JUST over one-quarter of consumer spending on food makes it farmers, according to international research, with the share even smaller in Australia.
A paper published in journal Nature Food today shows 27 per cent of the global consumer expenditure reached farmers, while this number shrank to just 23pc for Australian farmers.
The largest share ends up in the post-farmgate value chain.
The reseachers looked at 61 middle - and high-income countries, which cover about 90pc of the global food economy, during an 11-year period from 2005-15.
The figure consistently falls in the 16-38pc range for middle- and high-income countries and falls significantly as incomes rise.
The researchers, from United States-based Cornell University, the US Department of Agriculture and the University of Copenhagen, Denmark, say part of the reason why this area has been under-researched is the difficulty in finding comparable data across different nations.
The US has economy-wide food value chain data, with the USDA publishing a "food dollar series' each year since 1947, which has been used to examine competitiveness and performance of these value chains, but the researchers say Canada is the only other country with a comparable series constructed, covering the 1997-2010 period.
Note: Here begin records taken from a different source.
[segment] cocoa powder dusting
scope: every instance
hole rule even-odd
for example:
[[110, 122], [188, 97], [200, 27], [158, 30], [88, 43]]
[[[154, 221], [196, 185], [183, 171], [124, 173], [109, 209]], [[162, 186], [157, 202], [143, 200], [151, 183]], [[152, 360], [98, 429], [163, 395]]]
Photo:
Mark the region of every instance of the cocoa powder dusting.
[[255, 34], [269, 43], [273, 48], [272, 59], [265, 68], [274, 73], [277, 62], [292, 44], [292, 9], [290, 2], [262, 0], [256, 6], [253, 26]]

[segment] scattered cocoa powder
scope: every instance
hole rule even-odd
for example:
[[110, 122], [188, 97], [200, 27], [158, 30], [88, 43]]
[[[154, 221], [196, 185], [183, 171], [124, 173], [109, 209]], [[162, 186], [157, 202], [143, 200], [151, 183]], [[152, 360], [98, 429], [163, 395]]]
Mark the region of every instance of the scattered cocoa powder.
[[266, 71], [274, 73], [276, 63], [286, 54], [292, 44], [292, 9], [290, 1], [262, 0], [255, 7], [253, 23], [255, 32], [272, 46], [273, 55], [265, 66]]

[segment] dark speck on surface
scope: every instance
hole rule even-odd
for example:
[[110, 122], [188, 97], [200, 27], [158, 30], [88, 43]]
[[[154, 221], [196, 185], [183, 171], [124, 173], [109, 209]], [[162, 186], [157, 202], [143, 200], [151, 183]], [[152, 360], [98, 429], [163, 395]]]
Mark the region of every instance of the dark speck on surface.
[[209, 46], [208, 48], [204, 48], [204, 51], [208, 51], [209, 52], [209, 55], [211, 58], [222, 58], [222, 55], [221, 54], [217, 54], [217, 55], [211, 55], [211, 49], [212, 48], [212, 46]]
Building on this method, Christopher Barrett and colleagues developed a universal, standardised approach to estimate the importance of food value chains between farmers and consumers, known as the 'global food dollar' method.
Using the US data, the researchers were able to show that the farm share of consumer total food expenditure has dropped from 46pc in 1947-2017 to 15pc, even as incomes grew by about 2pc a year, the population urbanised and agricultural land productivity increased by an average of more than 1pc annually.
With such a heavy role played by the post-harvest food value chain - including processing, storage, transport, wholesaling, retailing and food service - it shows how difficult it can be to get food to consumers.
"The COVID-19 pandemic has also revealed how food value chain logistical constraints can lead to the painful juxtaposition of farmers dumping unsellable milk and perishable produce at the same time as food shops run out of stock and ration purchases of increasingly expensive perishables such as eggs," the researchers wrote.
Researchers hope these findings may help inform public policies aimed at a more equitable distribution of food revenues.